Officers from the security office and secret service as well as work teams have visited my room in the monastery, and are keeping close watch on me. Even now here is one man purposely watching me. I am not allowed to go out, nor am I allowed to make phone calls. I have a thick copy of the Chinese Constitution to study; I am ordered to write a confession. While I am not physically in a prison, I have no freedom whatsoever.

These days there are a series of actions against us, not just in Labrang, not just in Amdo, but in Kham and central Tibet too. Many Tibetans are being killed, many oppressed and arrested. We heard that more than 200 Tibetans were killed and several thousand arrested. Still the beatings and arrests have not stopped. For us, access to news is blocked; we are not allowed to watch news or put up a satellite dish nor are we allowed to listen or watch news from the United States and other foreign countries. We are ordered to watch and listen to domestic broadcasts. We are told not to listen to foreigners nor to talk to them. As such, where is the freedom of expression? Where is the freedom of religion?

Tibetan people are undergoing all kinds of suffering. For me personally, I am a Buddhist monk at Labrang monastery. I was one of those arrested this year. I said this to the face of my captors: if you kill me, then that will be the end of it. But if I am able to go outside and get the opportunity, I will talk about the torture I went through; I will tell the people of the world as a truthful witness, about the sufferings undergone by friends and report these to the media.

Even when I was released, I was told not to tell that I was beaten; I was warned not to contact anyone outside. But I cannot just keep quiet about the tortures I went through, nor the suffering borne by friends. This is also my reason for telling you this today. Still there is a harsh crackdown taking place in Tibetan areas and restrictions on the movement of Tibetans.

These days, the authorities tell us to support the Olympic Games, but Tibetans around here are not even allowed to travel to Lanzhou, let alone go to Beijing to watch and support the games. We are not even allowed to go outside our own areas. Because of the Olympics, even all traditional festivals, celebrations and religious rituals have been banned.

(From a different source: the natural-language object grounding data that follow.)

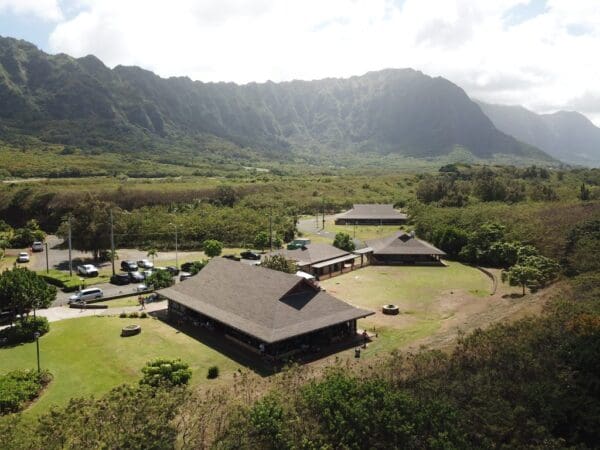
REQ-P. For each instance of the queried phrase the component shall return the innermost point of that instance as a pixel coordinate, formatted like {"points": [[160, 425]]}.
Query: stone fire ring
{"points": [[390, 310], [131, 330]]}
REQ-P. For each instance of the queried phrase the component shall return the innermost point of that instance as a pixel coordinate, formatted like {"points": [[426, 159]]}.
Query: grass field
{"points": [[426, 296], [87, 356]]}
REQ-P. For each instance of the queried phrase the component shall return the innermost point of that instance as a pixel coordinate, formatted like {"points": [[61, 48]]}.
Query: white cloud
{"points": [[545, 62], [43, 9]]}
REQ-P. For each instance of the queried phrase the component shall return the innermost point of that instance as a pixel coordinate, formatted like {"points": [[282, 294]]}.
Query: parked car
{"points": [[129, 266], [184, 276], [186, 267], [249, 254], [87, 270], [120, 279], [86, 295], [136, 277], [147, 273], [23, 257], [173, 270], [141, 288], [145, 264]]}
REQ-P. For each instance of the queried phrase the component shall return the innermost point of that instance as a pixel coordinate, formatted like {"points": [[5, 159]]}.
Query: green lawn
{"points": [[88, 356], [419, 292]]}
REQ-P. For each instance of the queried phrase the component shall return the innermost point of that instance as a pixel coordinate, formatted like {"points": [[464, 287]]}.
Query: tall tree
{"points": [[343, 241], [280, 263], [22, 290], [90, 226]]}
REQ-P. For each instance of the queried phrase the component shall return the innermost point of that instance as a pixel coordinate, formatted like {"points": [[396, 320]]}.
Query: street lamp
{"points": [[176, 252], [36, 335]]}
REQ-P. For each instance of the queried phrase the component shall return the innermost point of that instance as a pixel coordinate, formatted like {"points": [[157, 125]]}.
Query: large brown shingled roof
{"points": [[372, 212], [264, 303], [402, 243]]}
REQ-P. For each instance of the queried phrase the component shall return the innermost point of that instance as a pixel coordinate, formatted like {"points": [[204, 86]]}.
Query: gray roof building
{"points": [[265, 304], [403, 244], [371, 214]]}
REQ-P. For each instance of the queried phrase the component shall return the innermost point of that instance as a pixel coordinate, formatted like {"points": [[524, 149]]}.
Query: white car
{"points": [[88, 270], [86, 294], [23, 257], [145, 264]]}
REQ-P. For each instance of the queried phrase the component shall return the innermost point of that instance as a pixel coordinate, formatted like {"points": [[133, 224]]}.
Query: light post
{"points": [[36, 335], [176, 245]]}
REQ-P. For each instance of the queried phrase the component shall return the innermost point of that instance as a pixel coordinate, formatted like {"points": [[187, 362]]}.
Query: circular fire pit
{"points": [[390, 310], [131, 330]]}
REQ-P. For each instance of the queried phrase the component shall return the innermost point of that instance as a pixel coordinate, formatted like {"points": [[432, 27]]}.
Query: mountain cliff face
{"points": [[568, 136], [82, 102]]}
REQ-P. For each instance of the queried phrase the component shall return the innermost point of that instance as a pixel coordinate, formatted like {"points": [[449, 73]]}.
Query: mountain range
{"points": [[82, 103], [566, 135]]}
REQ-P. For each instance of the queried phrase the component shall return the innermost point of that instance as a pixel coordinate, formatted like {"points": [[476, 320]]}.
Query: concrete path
{"points": [[55, 314], [309, 226]]}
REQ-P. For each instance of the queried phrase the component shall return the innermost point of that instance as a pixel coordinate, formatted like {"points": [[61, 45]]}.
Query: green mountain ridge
{"points": [[81, 102], [565, 135]]}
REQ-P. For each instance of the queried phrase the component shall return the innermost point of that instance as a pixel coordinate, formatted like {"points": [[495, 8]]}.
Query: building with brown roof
{"points": [[320, 260], [261, 309], [402, 248], [371, 215]]}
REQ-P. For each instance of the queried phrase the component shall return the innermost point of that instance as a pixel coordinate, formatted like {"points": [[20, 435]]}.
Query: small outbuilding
{"points": [[264, 311], [403, 248], [320, 260], [374, 214]]}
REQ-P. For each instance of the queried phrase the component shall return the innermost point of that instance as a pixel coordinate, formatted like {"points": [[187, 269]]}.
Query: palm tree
{"points": [[152, 253]]}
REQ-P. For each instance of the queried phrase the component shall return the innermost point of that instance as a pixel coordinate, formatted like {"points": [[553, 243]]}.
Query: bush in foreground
{"points": [[23, 330], [166, 372], [19, 387]]}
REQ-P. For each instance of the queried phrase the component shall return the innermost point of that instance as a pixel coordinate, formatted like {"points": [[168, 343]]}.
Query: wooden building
{"points": [[262, 310], [371, 215], [403, 248]]}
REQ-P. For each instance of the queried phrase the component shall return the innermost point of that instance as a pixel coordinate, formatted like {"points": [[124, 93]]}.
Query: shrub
{"points": [[213, 372], [169, 372], [19, 387], [22, 331]]}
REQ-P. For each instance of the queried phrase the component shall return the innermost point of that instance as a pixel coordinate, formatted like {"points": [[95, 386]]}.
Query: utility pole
{"points": [[70, 260], [176, 251], [270, 230], [112, 242]]}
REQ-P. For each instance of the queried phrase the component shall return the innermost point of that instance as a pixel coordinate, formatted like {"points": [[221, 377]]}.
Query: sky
{"points": [[542, 54]]}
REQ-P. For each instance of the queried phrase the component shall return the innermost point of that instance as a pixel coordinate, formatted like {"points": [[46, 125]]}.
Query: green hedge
{"points": [[69, 283], [22, 331], [19, 387]]}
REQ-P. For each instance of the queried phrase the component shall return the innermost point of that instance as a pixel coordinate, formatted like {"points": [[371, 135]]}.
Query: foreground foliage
{"points": [[19, 387]]}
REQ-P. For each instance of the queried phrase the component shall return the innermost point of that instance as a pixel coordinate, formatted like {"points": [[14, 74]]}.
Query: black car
{"points": [[129, 266], [120, 278], [187, 267], [172, 270], [248, 254], [136, 277]]}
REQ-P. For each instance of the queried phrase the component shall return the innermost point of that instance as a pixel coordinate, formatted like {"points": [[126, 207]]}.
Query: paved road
{"points": [[309, 226]]}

There is a military presence everywhere. In the barn belonging to our monastery, they have made effigies out of straw and dressed them in Tibetan robes. The Chinese soldiers use them for doing bayonet practice. It seems that their enemy are the Tibetan people and the robe-wearing monks. Not all arrested Tibetans were involved in protests. Why are they stabbing their bayonets on the effigy with Tibetan dress as their military exercise? It is not just monks who are suffering as a result of the Chinese viewing Tibetans as their enemy…..even Tibetan staff members, students and the ordinary Tibetans…. all are suffering. This big government, big country, and big nationality is using weapons, tanks and cannons on a small, humble people such as the Tibetans. Thousands of soldiers are surrounding us. ‘Kill the Tibetans who are disobedient’, they order.

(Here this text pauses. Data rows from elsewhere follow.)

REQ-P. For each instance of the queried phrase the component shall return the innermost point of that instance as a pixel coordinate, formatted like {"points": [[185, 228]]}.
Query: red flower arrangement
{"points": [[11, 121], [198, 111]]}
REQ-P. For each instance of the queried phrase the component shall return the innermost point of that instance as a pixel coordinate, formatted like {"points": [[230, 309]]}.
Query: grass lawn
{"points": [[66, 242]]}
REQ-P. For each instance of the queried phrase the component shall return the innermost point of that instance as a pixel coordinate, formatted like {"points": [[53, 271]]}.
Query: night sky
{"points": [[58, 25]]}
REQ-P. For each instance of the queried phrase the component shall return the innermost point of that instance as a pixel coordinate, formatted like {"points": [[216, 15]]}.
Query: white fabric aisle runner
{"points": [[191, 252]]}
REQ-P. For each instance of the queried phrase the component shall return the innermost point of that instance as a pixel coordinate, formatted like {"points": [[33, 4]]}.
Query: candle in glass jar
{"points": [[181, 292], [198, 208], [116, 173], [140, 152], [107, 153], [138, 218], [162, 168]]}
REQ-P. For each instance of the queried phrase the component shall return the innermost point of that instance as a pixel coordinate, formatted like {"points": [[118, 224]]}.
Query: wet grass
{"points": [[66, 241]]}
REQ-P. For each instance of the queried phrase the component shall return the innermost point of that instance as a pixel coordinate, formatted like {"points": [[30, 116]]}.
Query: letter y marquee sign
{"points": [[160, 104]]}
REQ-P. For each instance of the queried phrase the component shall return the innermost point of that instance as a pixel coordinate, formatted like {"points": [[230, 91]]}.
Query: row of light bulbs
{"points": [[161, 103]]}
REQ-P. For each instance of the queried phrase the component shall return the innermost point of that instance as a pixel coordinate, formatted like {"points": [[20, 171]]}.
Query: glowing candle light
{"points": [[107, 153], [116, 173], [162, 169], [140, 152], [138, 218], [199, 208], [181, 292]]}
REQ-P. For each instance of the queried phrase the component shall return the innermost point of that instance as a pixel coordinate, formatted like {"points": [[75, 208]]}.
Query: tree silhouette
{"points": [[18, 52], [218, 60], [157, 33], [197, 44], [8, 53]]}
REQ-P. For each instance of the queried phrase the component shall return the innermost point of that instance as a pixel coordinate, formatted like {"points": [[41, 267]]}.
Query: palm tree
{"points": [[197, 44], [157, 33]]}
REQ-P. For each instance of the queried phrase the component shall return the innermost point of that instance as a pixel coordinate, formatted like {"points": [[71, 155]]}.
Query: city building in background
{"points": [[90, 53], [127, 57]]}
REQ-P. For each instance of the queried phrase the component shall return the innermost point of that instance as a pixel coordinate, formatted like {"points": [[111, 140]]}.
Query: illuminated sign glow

In this 21st century, the people of the world are walking on the path to world peace. The peace-loving people and the supporters of truth should expose China for blocking the media and restricting reporters from seeing what is going on inside Tibet. I would like the world’s press, the United Nations and human rights organizations to pay attention and find a solution to the current dire situation for the Tibetan people. You can pressure China to conduct meaningful dialogue with the Dalai Lama's representatives for a mutually beneficial solution to the Tibet-China issue. It is the hope and wish of the Tibetans inside Tibet to invite the Dalai Lama to Tibet. The Chinese Communist Party has stated that stability and unity are important goals for the nation. Now if both the Dalai Lama and the CCP work together to solve the Tibet-China issue through dialogue for the mutual benefit of both the Chinese and Tibetans, there is no reason why genuine and long lasting peace, stability and unity cannot be achieved.